Austin Spare dismisses many of the stories about ghosts, saying that, in a country lane in the dark, “a tree can look like a spook.” On the other hand, he says, “The difference between that and a real experience with a ghost is the difference between seeing a picture of a tiger and meeting a real tiger.”

Talking of his first personal experience of a ghost, he says that, because Monsignor Robert Hugh Benson had a haunted room in his house at Huntingford, “I was put in the room and left in it. While lying awake, I look round and saw the door open. I got out of bed and closed it, even slipping the bolt. Looking round again, about five minutes later, and merely out of curiosity, I saw the door had opened again. This time, I had the feeling of something coming towards me. It went right through me. I did not see anything. But someone spoke to me. It seemed as if my hair stood on end. It was like a mass of electricity going through me.

“I heard, ‘Is that you?’ or ‘Are you there?’ and then whatever it was passed through me and out of the window. It was an old voice that spoke to me.

“The legend goes that some elderly man had murdered his wife while she lay in bed in that room and climbed out of the window. I knew nothing about any of it, for Benson’s friends had specially refrained from discussing occult things before I went to bed. His friends had had a similar experience in that room.

“Not that I frequently see ghosts, although I have painted them. Always after seeing them or feeling them, I feel very cold; there is a lowering in the temperature even in the room itself. That is the chief physical effect on me. I am very subject to feeling change of atmosphere; but I have never been afraid of the dark, or bogies, or anything like that.”

It was after a bad bombing near the Elephant and Castle that Spare saw coming towards him, one day, a whole crowd of forms that seemed to be real living people. He was told afterwards that it was the very spot where many had been killed just before.

Well, it is in this world of fantasy and fact, all mixed up, that Southwark’s art genius who won’t be recognized lives, in his cellar, among his adopted cats, and with working folk as his friends in the clubs and the pubs. He is not only among them: he “belongs,” and is quite content. A few art-lovers like myself search him out and offer him commissions. But, rejecting them, he paints to please himself. He is his own master, his own appreciator, his own critic.

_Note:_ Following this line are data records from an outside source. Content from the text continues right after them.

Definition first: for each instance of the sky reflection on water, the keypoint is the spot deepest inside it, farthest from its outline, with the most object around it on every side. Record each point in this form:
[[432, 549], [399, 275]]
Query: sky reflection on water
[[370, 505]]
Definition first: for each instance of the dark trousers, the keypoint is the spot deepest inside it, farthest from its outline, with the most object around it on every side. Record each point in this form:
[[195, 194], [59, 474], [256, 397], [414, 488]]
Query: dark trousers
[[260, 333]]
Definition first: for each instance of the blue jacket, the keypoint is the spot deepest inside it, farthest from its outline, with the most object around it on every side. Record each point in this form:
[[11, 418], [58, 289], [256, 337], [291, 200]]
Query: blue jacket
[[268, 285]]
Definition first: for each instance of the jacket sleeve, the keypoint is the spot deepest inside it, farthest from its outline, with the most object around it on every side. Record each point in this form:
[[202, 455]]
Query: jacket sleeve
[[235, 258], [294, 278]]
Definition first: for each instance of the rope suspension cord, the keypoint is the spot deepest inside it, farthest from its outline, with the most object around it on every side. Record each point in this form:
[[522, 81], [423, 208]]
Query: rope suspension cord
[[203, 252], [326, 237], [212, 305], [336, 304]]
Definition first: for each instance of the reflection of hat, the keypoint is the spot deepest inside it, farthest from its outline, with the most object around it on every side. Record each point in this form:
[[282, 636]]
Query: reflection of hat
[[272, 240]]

“I have had a hard life,” he says, “but I blame nobody but myself. I am responsible for my own misfortunes. I am rather apt to butt at a brick wall at times, and find, in the end, I cannot do any good about it. I cannot change things, so I give it best.”

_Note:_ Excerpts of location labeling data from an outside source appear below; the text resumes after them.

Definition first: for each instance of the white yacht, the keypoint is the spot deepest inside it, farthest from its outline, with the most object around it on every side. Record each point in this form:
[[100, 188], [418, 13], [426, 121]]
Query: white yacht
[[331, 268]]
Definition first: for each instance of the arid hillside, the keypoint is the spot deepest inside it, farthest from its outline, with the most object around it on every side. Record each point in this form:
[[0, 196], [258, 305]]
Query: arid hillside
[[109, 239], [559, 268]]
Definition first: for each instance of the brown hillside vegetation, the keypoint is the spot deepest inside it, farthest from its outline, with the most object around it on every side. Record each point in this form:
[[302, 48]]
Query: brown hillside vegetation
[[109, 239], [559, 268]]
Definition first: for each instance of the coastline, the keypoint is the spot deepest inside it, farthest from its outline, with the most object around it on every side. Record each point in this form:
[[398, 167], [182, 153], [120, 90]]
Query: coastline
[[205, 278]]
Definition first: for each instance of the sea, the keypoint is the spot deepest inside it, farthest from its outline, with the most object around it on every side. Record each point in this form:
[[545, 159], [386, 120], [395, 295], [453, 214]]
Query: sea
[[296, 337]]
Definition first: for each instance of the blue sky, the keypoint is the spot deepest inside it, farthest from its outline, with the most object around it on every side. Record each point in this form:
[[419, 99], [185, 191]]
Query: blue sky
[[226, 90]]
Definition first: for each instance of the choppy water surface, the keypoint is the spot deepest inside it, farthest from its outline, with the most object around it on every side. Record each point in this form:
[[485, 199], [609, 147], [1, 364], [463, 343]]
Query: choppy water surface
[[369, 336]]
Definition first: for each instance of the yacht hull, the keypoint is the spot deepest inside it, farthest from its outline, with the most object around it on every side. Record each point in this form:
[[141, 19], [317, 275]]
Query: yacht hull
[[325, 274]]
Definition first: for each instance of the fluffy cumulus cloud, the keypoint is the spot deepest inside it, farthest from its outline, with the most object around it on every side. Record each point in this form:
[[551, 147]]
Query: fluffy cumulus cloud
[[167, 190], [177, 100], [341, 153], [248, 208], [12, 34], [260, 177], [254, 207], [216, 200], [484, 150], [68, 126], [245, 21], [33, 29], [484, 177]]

It was in 1936 that he wilfully rejected a chance of international fame. A member of the German Embassy, buying one of his self-portraits, sent it to Hitler. The Fuehrer was so impressed, probably because the eyes and the moustache were somewhat like his own, that he invited Spare to go to Germany to paint him. Spare, instead, made a copy of it, which now hangs on my wall, dominating by its arrestiveness everything else in the room. Written at the top is the reply that Spare sent to the man who wanted to master Europe and dominate mankind. Here is the reply that a poor artist sent to the overlord, the modern Attila, the man who sought to enslave us all:

“Only from negations can I wholesomely conceive you. For I know of no courage sufficient to stomach your aspirations and ultimates. If you are superman, let me be for ever animal.”